Ce corpus serait le reflet de la co-construction d’une mémoire réflexive
commune, comme une histoire de la pensée en cheminement à laquelle chaque
interlocuteur a contribué et dans laquelle il peut se reconnaître. L’enfant
se saisirait alors pleinement comme membre de la communauté.
Concrètement lors de la discussion à visée philosophique, partant
d’une question d’enfant, le maître se doit d’amener les interlocuteurs
à interroger les opinions énoncées, pour que se construise progressivement
une attitude qui permette à l'enfant de temporiser son adhésion. L'enseignant
met en évidence les contradictions à l’aide des opinions énoncées et
ce afin de conduire les élèves à clarifier les notions utilisées pour
élaborer un corpus notionnel commun à partir duquel chacun sachant ce
dont il est question pourra construire dans la discussion une argumentation
qui lui est propre, dans laquelle il exerce sa pensée réflexive. Construisant
un sens, dans la discussion par la réflexion, l'enfant voit son existence
prendre consistance. Nous pouvons penser que l’enfant sera à même de
faire des choix réfléchis et autonomes pour lui-même (cf. Michel Tozzi,
Penser par soi-même. Initiation à la philosophie, Chronique
Sociale, Lyon, 1996)
Nous pourrions donc dire que dans son rôle éducatif le maître
est ici un guide qui permet à l'enfant d'avancer sur la voie périlleuse
de l'autonomie en mettant en oeuvre sa pensée rationnelle et critique
et en se référant aux valeurs construites dans la discussion. Pour ce
faire l'enseignant devrait, lors de discussion à visée philosophique,
avoir en vue les 3 pôles suivants de formation :
Et l’on saisit alors toute la dimensions formatrice pour l'enfant
de la discussion à visée philosophique à l’école.

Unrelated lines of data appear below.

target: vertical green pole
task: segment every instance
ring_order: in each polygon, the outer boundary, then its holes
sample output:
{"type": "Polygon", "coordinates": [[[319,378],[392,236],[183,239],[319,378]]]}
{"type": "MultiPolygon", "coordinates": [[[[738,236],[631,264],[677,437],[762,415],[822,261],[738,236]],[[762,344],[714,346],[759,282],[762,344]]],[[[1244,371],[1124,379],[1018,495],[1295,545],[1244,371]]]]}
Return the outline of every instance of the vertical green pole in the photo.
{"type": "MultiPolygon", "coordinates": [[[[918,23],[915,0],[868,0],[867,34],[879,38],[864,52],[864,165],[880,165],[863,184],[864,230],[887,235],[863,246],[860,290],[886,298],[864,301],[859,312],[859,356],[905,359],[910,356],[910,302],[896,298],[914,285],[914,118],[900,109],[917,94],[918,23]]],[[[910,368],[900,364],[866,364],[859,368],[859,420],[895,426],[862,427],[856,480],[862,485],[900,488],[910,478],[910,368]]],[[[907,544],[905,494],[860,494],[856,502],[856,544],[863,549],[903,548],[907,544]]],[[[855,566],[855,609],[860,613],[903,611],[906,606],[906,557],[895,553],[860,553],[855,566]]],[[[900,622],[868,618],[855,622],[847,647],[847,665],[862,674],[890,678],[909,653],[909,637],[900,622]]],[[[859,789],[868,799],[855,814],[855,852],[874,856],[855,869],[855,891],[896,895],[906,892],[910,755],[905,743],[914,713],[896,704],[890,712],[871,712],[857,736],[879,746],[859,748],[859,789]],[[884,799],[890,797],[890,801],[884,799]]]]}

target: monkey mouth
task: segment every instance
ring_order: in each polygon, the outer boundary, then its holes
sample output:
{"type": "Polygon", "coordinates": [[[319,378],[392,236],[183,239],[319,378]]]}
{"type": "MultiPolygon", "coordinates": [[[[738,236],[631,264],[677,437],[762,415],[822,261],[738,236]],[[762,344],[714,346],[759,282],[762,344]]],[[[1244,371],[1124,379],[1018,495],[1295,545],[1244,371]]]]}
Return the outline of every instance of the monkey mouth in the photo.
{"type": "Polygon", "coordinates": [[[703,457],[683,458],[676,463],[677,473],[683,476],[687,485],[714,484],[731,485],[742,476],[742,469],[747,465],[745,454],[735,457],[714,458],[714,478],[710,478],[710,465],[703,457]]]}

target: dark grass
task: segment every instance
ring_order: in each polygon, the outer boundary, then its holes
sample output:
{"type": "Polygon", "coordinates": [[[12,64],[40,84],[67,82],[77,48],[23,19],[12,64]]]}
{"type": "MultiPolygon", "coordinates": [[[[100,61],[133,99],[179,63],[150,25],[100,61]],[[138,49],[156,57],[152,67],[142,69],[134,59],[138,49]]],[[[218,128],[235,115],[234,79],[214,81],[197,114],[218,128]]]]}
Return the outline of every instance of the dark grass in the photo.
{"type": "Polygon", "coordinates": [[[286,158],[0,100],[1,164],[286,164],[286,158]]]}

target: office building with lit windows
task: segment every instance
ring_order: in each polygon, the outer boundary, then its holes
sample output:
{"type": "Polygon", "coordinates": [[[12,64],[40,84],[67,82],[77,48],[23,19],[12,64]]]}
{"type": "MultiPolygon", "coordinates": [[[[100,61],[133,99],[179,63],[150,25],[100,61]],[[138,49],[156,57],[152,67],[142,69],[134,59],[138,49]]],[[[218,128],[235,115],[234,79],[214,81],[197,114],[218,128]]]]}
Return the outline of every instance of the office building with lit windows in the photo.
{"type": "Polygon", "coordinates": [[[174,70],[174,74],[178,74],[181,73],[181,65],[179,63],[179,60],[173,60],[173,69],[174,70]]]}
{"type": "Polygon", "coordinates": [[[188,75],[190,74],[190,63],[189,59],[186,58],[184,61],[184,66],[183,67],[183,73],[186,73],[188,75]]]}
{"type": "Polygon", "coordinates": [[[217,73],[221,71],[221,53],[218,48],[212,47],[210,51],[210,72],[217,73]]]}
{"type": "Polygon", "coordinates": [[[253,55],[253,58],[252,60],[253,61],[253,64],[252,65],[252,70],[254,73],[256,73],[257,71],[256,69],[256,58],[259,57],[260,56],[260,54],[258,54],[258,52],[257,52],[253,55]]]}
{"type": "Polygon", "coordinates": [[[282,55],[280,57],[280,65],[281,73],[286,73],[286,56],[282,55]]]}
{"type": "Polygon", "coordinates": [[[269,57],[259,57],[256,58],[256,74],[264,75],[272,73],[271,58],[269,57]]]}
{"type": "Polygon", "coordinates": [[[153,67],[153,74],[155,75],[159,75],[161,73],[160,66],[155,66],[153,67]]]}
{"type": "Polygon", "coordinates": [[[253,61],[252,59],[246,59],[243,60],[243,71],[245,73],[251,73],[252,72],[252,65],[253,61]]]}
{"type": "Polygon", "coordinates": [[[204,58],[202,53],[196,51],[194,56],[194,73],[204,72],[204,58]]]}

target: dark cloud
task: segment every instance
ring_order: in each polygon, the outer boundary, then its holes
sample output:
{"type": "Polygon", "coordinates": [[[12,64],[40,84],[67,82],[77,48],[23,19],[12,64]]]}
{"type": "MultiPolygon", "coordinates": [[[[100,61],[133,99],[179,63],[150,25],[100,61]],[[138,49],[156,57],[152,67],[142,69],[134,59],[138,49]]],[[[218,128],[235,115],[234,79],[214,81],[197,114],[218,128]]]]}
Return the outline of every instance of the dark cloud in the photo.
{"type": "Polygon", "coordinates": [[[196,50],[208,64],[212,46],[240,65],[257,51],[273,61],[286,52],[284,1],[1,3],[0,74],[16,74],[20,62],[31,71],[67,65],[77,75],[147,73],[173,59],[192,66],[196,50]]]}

Partant de ces réflexions, il devient apparent que tenir un tel
rôle n'a pas été sans mettre en crise pour nous une certaine conception
de l'enseignant véhiculée dans la profession. En effet il nous semble
que dans une telle démarche ce qui est en jeu c'est la pensée même de
l'enfant, sa construction. Enseigner n'est plus dire à l'élève ce qu'il
doit penser ou faire, ce n'est plus apporter des réponses, sans quoi
il ne s'agit plus de formation ou d'éducation, mais bien d'endoctrinement,
et il ne serait plus possible de parler d'autonomie, mais bien plutôt
d'aliénation de la pensée. En aucune manière le maître ne peut être
celui qui apporte à lui seul des solutions. Et, pour citer O. Reboul,
le seul garant contre le risque d'endoctriner les élèves est "dans
une éducation qui, pleinement respectueuse de la liberté et de la pensée
des individus, réponde à leur besoin de communauté, de vérité, de sens"
(in, L'endoctrinement, Paris, PUF, 1977).
Il semble que cette attention particulière de l'enseignant contre
le risque d'endoctriner, ne s'arrête pas à la seule pratique dans la
classe. En effet, refuser d'endoctriner est un choix existentiel et
éthique, une certaine manière de concevoir la relation à l'autre et
par extension la relation pédagogique, mais aussi de concevoir sa propre
existence qui, pour ce qui nous concerne, a précédé le choix même d'enseigner.
En effet, c'est de cette tension entre un choix existentiel et les exigences
institutionnelles qu'est née cette réflexion sur ma pratique pédagogique.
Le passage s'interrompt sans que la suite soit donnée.